El símbolo creado por Esculapio había
pertenecido a Mercurio, pero en sus manos se convertiría en el símbolo de la
profesión médica. Dice la leyenda que Esculapio encontró un día en su camino a
dos serpientes que luchaban furiosamente entre sí. Interpuso entre los dos
reptiles su bastón y ambos se enroscaron al mismo hasta quedar inmóviles.
Así se formó el caduceo, que ha sido
adoptado por todos los médicos del mundo occidental como su símbolo. Quienes se
dedican al noble oficio de curar suelen pegar en el cristal de su automóvil una
calcomanía con figura de bastón con dos serpientes enrolladas sin detenerse a
pensar que su origen es completamente absurdo. Ninguno ha caído en la cuenta de
que este caduceo posee una asombrosa semejanza con la molécula en espiral del
ácido desoxirribonucleico, más conocido como ADN, elemento primordial de la
vida que rige la herencia biológica y cuya estructura es conocida desde hace
unos pocos años nada más.
¿Se trata de una simple coincidencia
el hecho de que el caduceo y la estructura de la molécula de ADN, tal como
aparece en los tratados de biología, sean casi iguales? ¿Significa, por el
contrario, que Imhotep sabía sobre medicina mucho más de lo que se suponía?

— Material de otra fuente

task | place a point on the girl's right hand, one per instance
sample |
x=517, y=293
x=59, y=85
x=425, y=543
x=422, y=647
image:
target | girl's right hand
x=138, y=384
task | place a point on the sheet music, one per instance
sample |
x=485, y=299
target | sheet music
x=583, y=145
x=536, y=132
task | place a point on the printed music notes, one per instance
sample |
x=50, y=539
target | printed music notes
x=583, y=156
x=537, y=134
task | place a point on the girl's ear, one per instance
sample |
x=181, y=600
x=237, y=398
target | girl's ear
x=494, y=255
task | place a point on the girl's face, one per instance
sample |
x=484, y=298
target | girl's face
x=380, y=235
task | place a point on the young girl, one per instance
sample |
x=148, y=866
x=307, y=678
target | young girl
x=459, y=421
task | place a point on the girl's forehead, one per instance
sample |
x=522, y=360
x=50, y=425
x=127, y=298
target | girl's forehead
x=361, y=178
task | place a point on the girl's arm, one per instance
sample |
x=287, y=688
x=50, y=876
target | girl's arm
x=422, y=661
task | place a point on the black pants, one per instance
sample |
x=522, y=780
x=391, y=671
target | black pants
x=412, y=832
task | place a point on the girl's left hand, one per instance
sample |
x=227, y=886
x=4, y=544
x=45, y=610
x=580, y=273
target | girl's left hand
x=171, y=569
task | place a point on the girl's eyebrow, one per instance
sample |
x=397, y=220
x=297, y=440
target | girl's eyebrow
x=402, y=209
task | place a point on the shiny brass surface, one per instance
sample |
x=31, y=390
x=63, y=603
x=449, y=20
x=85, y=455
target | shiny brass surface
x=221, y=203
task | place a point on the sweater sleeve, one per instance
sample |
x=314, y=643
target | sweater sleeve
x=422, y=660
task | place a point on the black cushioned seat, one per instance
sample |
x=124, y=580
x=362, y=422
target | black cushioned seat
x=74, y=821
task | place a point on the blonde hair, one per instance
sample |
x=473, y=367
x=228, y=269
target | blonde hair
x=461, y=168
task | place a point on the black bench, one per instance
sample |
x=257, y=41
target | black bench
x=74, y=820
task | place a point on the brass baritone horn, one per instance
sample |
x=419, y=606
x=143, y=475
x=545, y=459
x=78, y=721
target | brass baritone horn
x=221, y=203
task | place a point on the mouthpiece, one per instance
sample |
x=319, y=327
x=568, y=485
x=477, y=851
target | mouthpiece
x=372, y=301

¿Acaso en la historia anterior a la conocida existió una ciencia avanzadísima que
se perdió a causa de una catástrofe de proporciones gigantescas o a falta de
hombres capacitados para perpetuar sus secretos?
Pero, regresando con Toth, bueno será
saber que, además de la escritura que enseñó a los egipcios, se atribuía a este
ser divino la redacción del Libro de los Muertos y la creencia, que se extendió
a partir de entonces entre los egipcios, de que las almas de los difuntos
viajaban a un lejano país llamado Amenti, situado al oeste, de donde
resucitarían cuando llegase el momento. ¿Era ese Amenti el país de donde
procedía Toth, una especie de paraíso perdido cuyo recuerdo jamás se borró de
su memoria y hablaba de él a todas horas, con encendidos elogios, a los
habitantes del país que deseaba civilizar?
¿Fueron Toth e Imhotep los únicos
maestros que arribaron a Egipto procedentes del oeste?